FORT WORTH, Texas - Three minority students’ demands for more cultural sensitivity on the TCU campus sparked a social media campaign going viral.
The tweets hit overnight by the dozen using #beingminorityatTCU
One of the tweets said, “your peers assuming you attend TCU because you're an athlete or because of affirmative action. Not that you were ranked #1.”
#BeingMinorityatTCU your peers assuming you attend TCU b/c you're an athlete or b/c of affirmative action (not that you were ranked #1)— Ari (Miss Escobar) (@phoenixgold_) October 19, 2016
Another tweet said, “seeing the only staff that majority looks like you cooks and cleans for the university."
#BeingMinorityAtTCU Is seeing the only staff that majority looks like you cooks and cleans for the university— KayBee (@ItsKayWhyyyy) October 19, 2016
Political Science major Shanel Alexander was one of three African-American students behind the tweet storm. They drafted a letter with 14 demands regarding race relations and took it to the university's chancellor.
Alexander says she can personally attest the campus climate regarding diversity and inclusiveness needs improvement.
"Subtle things that make me feel like I'm not wanted, but I tend not to get phased really easily,” she said.
Some of their demands include lowering campus flags to half-staff when people of color around the nation are killed unjustly by authorities, an increase in minority faculty and a zero tolerance policy for racially offensive or hateful speech.
"I think it’s really important that students are stepping up and trying to create a change on campus... being a minority on campus,” said student Alexa McBride.
"I completely support it. I 'm glad TCU is making steps to make a change,” said student Joyce Swisher. “We don't want anyone feeling at all uncomfortable."

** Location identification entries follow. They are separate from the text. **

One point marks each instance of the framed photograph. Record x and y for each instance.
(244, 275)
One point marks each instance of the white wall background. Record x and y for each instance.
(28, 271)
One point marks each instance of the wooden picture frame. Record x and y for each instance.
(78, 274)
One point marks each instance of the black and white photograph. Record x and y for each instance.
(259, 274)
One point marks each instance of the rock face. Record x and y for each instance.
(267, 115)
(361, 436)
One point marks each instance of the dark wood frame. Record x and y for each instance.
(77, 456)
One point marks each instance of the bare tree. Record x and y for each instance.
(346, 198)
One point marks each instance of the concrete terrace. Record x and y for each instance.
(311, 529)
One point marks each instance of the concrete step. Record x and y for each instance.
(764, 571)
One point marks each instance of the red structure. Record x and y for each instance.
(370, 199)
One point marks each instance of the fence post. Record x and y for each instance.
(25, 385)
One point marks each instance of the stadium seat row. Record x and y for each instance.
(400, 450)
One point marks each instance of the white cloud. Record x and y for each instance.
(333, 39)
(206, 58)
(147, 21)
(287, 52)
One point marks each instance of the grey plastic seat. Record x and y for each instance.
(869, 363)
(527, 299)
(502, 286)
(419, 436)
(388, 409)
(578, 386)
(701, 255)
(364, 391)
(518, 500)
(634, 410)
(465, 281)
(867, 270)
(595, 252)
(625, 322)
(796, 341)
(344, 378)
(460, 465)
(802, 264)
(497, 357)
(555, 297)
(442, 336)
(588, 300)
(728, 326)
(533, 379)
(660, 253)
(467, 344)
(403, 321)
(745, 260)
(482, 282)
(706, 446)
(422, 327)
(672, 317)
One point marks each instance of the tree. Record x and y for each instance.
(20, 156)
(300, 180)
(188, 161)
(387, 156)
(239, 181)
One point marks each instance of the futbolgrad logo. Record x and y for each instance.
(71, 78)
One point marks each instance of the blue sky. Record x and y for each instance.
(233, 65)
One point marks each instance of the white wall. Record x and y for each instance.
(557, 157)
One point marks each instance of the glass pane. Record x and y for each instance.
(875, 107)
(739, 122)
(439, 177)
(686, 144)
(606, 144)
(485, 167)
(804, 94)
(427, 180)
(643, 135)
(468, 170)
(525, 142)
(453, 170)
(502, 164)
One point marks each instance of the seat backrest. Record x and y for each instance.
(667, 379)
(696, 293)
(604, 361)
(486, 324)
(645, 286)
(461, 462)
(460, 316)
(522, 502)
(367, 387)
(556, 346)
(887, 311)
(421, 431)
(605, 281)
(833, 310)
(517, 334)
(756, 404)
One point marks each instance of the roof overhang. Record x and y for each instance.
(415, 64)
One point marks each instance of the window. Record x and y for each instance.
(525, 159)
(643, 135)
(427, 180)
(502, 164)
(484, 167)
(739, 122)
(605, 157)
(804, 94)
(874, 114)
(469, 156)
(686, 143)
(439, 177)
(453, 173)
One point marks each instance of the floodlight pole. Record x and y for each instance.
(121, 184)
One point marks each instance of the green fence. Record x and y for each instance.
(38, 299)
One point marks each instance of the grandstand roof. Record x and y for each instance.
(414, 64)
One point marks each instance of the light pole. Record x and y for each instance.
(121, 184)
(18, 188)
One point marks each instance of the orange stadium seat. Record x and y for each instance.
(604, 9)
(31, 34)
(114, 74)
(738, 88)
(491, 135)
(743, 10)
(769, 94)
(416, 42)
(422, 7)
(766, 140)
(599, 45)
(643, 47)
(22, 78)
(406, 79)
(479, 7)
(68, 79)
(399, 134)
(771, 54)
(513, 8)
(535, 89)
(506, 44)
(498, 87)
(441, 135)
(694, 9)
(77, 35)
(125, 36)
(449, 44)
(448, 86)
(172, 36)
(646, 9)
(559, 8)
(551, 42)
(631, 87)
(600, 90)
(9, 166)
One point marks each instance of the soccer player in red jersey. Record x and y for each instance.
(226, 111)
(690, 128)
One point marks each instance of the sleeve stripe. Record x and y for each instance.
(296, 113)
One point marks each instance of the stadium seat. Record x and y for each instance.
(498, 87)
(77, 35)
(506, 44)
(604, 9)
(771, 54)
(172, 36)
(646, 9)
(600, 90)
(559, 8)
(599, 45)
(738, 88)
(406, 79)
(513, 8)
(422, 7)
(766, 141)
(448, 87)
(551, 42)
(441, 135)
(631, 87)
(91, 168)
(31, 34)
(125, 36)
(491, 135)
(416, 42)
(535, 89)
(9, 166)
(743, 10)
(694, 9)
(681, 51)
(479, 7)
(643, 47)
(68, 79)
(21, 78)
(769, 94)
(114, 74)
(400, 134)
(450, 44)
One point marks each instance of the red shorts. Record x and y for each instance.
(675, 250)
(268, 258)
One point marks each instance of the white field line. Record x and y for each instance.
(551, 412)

Alexander says she did not know how the demands would be received but is pleased thus far with the results.
TCU’s chancellor reacted within days. In a statement, the university said, “We remain in the early stages of dialogue but have identified important next steps, including establishing a cabinet-level position to lead efforts regarding diversity and inclusion.”
"I was really happy they were open to it,” Alexander said. “You have to start with the students first."